Assise en face d'elle, sa collègue Marjorie partage son point de vue. « Ce qui m'a surpris en assistant aux groupes de parole, c'est la capacité d'écoute des collègues. Ça fait du bien d'avoir ce temps pour parler. On a les transmissions, bien sûr, mais en groupe de parole on a le temps de se poser. On dialogue aussi avec des collègues avec qui on n'a pas forcément d'affinités et on se rend compte au final qu'on a tous le même ressenti », décrit-elle.

Pour les deux infirmières, ces groupes sont un outil pertinent pour évacuer le stress et éviter les burn-out. « Si on ne prend pas en compte sa propre souffrance, on ne peut pas bien accompagner son patient car on ne fait plus la part des choses », estime Astrid.

Mais pour qu'un groupe de parole fonctionne, il faut des conditions favorables : une direction d'hôpital volontaire, des cadres vigilants, un psychologue compétent et des soignants en confiance. Ayant créé des groupes de parole dans différents hôpitaux au cours de sa carrière, Martine Ruszniewski témoigne des difficultés rencontrées lors des premières séances.

« Mais à force d'y aller, de répéter que tout est confidentiel et que je ne ferai jamais de comptes-rendus à la direction, les soignants ont adhéré peu à peu », explique-t-elle, tout en précisant que ce n'est jamais gagné. « Il y a les urgences, les réunions calées au dernier moment, le manque de temps... Si la cadre de proximité ne prend pas ça à bras-le-corps, les soignants oublient », assure la psychologue.

 Construire du sens en équipe

Danièle Leboul, psychologue clinicienne, témoigne aussi de la fragilité des groupes de parole. Elle en anime depuis 1984, d'abord en pneumologie infectieuse à l'hôpital Saint-Louis à Paris - « au tout début de l'épidémie du Sida », se rappelle-t-elle – puis en soins palliatifs au CHU de Brest et aujourd'hui à la Maison médicale Jeanne Garnier, établissement privé parisien spécialisé en soins palliatifs.

Pour elle, cet outil n'est pas une « solution miracle » contre le burn-out. « Mais si cet espace est investi correctement, il apporte un soulagement. Les soignants peuvent y prendre conscience de leurs limites personnelles et de celles du collectif, comprendre qu'ils ne sont ni bons ni mauvais », détaille-t-elle.

Un groupe de parole est organisé tous les 15 jours dans chaque service de la Maison médicale. Du médecin à l'ASH, tous les soignants y sont les bienvenus. Une fois la porte passée, la hiérarchie s'abolit. « Chacun parle en son nom propre en disant « je », c'est une des règles », précise Danièle Leboul. On cherche à construire ensemble un sens commun à ce que chacun peut vivre individuellement » : la répétition de la mort, la sensation d'avoir mal accompagné tel patient ou le fait de ne plus avoir la force d'entrer dans la chambre de tel autre, par exemple.

Ces groupes permettent aussi de souder les équipes. « La violence de certains cas ou l'agressivité de certaines familles peuvent cliver l'équipe soignante. On a besoin de prendre ce temps pour se ressouder et avoir une pensée collective. Percer l'abcès avant de retourner au travail », témoigne le Dr Guirimand.

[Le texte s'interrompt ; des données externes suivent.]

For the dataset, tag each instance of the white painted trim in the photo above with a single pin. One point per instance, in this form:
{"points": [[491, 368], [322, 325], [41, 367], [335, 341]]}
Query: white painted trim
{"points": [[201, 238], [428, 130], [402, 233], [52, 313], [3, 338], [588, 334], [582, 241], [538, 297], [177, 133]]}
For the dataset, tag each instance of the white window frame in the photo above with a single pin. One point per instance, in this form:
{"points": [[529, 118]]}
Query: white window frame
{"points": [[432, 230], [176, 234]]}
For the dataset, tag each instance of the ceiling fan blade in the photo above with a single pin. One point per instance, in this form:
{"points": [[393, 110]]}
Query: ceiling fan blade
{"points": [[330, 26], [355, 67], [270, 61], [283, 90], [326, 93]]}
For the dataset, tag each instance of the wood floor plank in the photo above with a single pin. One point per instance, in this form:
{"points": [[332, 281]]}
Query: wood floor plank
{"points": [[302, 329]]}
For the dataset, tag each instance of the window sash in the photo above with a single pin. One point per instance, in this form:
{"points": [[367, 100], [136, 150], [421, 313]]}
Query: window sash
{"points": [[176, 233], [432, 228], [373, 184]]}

« Je n'ai pas besoin du groupe de parole pour voir si une soignante est en burn-out, je m'en rendrai compte en la voyant travailler ou dans son comportement avec ses collègues, précise de son côté Christine Gard, infirmière coordinatrice, mais il me permet de repérer, parfois, que telle collègue est plus fragile par rapport à un patient en particulier et qu'il faut que je fasse attention à elle. Ça permet une sérénité et un calme entre nous ».

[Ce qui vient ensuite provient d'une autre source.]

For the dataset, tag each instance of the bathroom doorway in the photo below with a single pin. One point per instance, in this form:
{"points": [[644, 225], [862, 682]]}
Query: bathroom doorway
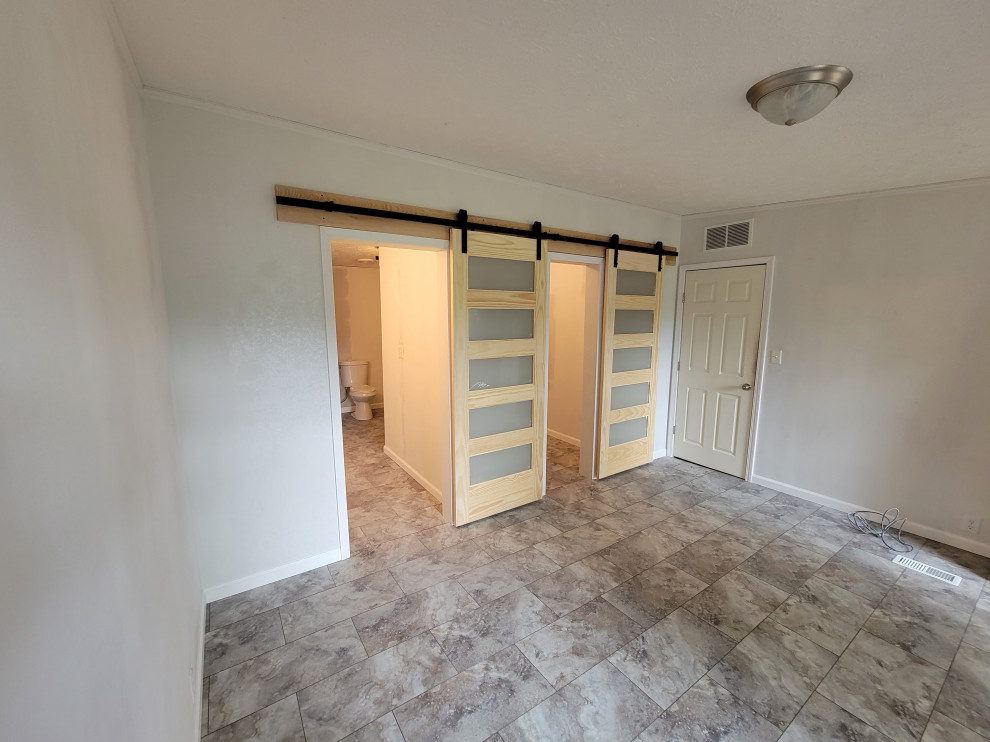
{"points": [[388, 343], [575, 312]]}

Autre thème récurrent exprimé dans les groupes de parole : l'organisation du travail dans le service, car celle-ci est souvent la cause du sentiment de « travail mal fait » chez les soignants.

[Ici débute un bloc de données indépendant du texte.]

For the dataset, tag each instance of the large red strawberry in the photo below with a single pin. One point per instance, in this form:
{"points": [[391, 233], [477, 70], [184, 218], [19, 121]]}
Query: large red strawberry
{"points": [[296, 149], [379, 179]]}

Pour la direction de la Maison médicale Jeanne Garnier comme pour celle de l'Institut Curie, les groupes de parole sont conçus comme l'un des éléments d'une stratégie plus large pour améliorer la qualité de vie au travail. « Les gains sont difficiles à mesurer, on est sur du ressenti. Mais on constate que le taux de turn-over dans notre établissement est inférieur à la moyenne francilienne malgré la violence de la prise en charge que nous menons » note Cédric Boutonnet, directeur de Jeanne Garnier.